Петр Ильич внимательно слушал, склонив голову и придвинувшись как можно ближе к старику, хотя говорил тот отнюдь не невнятно.
— Вы могли бы стать великим — поистине великим, — утверждал старец своим высоким, дребезжащим голосом, — если бы только избавились от некоторой свойственной вам неотесанности. Переучивайтесь! Исправляйтесь! Пересматривайте свои взгляды! Вы же так молоды! — От этого замечания Петр Ильич вздрогнул, оно смутило и восхитило его. Перед ним был человек, который считал его молодым.
— Учитесь у наших больших мастеров: их благородной сдержанности, их совершенству! Переезжайте в Германию! Оставайтесь у нас. Только наша страна обладает истинной и серьезной музыкальной культурой!

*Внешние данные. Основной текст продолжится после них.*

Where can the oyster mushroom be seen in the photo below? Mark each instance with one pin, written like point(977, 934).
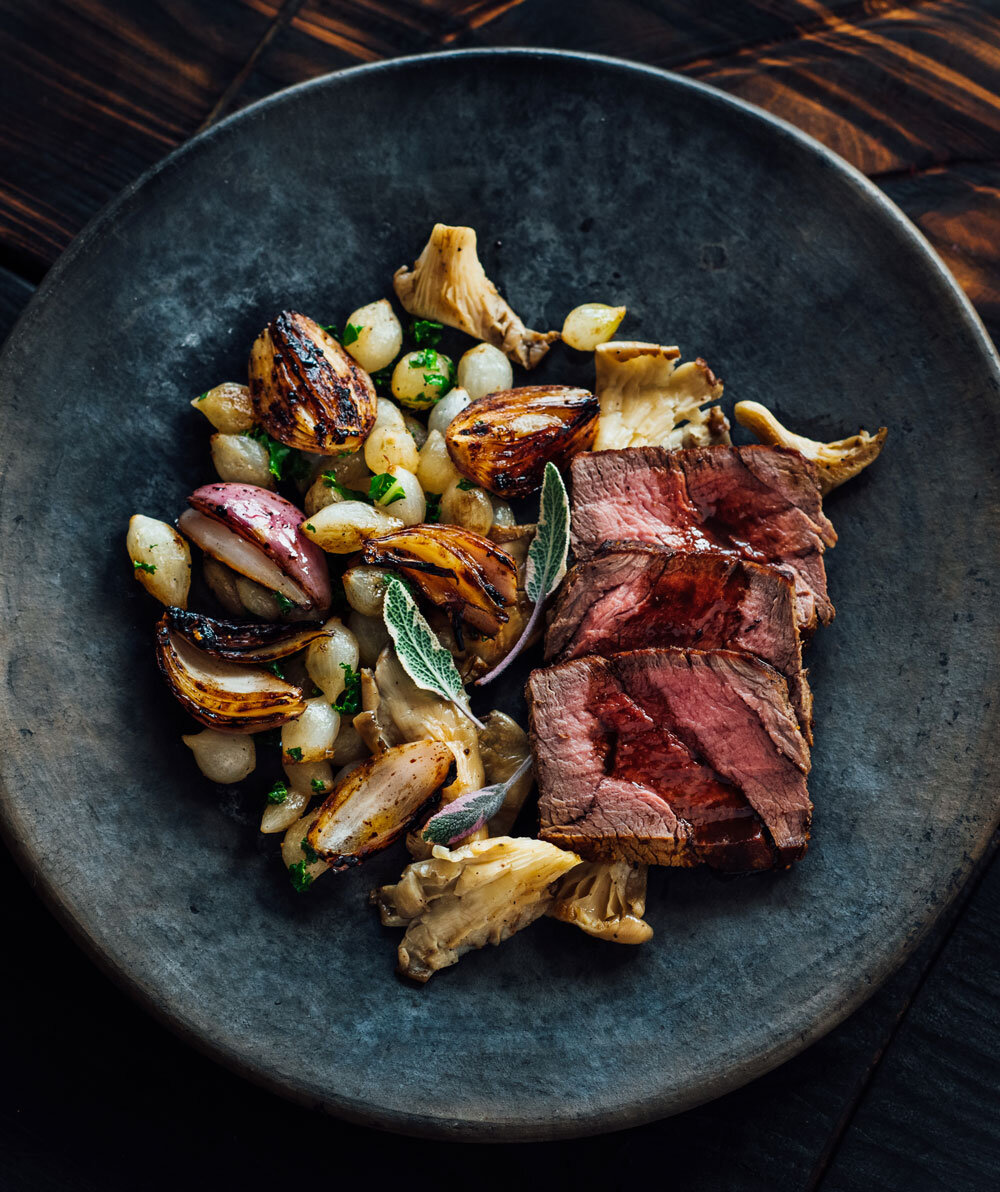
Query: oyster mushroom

«Вы могли бы стать великим — поистине великим», — слышалось Петру Ильичу и «Вы же так молоды!». Он вдруг почувствовал такую усталость, что глаза его стали сами собой закрываться. Перед ним его поплыло маленькое умное лицо старика, поплыла в тумане и дымке вся картина пирующего, пьющего, болтающего, дышащего, благоухающего, чуждого ему общества.

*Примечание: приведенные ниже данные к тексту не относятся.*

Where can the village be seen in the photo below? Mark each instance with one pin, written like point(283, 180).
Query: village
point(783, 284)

«Я снова хочу скрыться в маленьком незнакомом городе, — подумал Петр Ильич, — прежде чем мне в Берлине снова придется появляться на людях. Я слышал, что Магдебург — маленький и чужой».

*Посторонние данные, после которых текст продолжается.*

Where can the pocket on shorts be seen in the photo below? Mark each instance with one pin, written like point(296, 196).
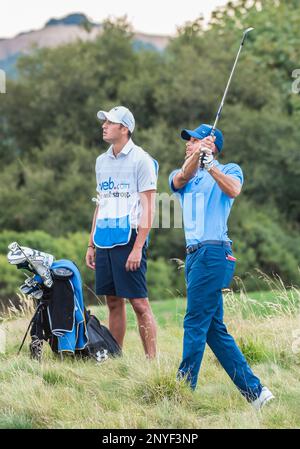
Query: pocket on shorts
point(230, 263)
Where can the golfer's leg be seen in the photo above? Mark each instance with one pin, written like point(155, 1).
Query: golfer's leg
point(147, 325)
point(117, 317)
point(231, 358)
point(202, 302)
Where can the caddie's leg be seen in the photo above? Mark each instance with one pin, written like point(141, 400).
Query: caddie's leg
point(117, 317)
point(147, 325)
point(231, 358)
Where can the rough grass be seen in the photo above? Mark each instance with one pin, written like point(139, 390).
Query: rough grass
point(132, 392)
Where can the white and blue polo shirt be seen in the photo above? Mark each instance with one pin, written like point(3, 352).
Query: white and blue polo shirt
point(205, 206)
point(120, 180)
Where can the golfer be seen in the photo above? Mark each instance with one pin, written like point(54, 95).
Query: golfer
point(126, 184)
point(206, 196)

Из Магдебурга он снова поехал в Лейпциг, а из Лейпцига — снова в Берлин. Там все было еще более утомительно, чем в предыдущих городах. Еще до концерта приходилось присутствовать на приемах и больших званых обедах. Петр Ильич договорился, чтобы на одном из приемов у известного музыкального агента Вольфа Сапельников имел возможность выступить перед целым рядом влиятельных людей — критиков, музыкантов и богатых любителей музыки.
— Чтобы хоть какую-то пользу извлечь из всей этой суматохи! — объяснял Петр Ильич, испытывающий некоторое меланхолическое удовлетворение оттого, что молодежь пользовалась его расположением в корыстных целях. Все они хотели чего-то добиться, любой ценой. Сила их тщеславия казалась ему трогательной. «Они бы со мной даже и разговаривать не стали, — думал он, — если бы я не был им полезен. Значит, я должен быть им полезен, ведь они молоды». Он считал, что от его славы будет хоть какой-то прок, если она принесет пользу молодежи.
Сапельников выступил перед влиятельной публикой с большим успехом. На другом приеме — на этот раз у господина Бокка, одного из наиболее преуспевающих коммерческих советников, — Петр Ильич увидел знакомое лицо, которое когда-то так влекло и очаровывало его. Теперь оно изменилось, расплылось и обмякло.
Лицо певицы Дезире Арто было круглым и очень сильно накрашенным. Чрезвычайно усердно запудренная кожа на щеках и на внушительном двойном подбородке была покрыта пушком. Над верхней губой легкой тенью выделялись темные усики. Но изгиб верхней губы по-прежнему был красив — скорее всего, именно форма губ двадцать лет тому назад и делала мадам Арто такой обольстительной, — и, когда она смеялась, видны были ее красивые зубы. Время от времени в ее темных, опытных глазах под изысканно и тщательно подкрашенными веками появлялся тот дерзкий блеск, который когда-то казался Петру Ильичу самым желанным на свете. Однако взгляд этих глаз имел привычку вдруг становиться усталым и безразличным, когда госпожа Дезире расслаблялась, полагая, что на нее никто не смотрит.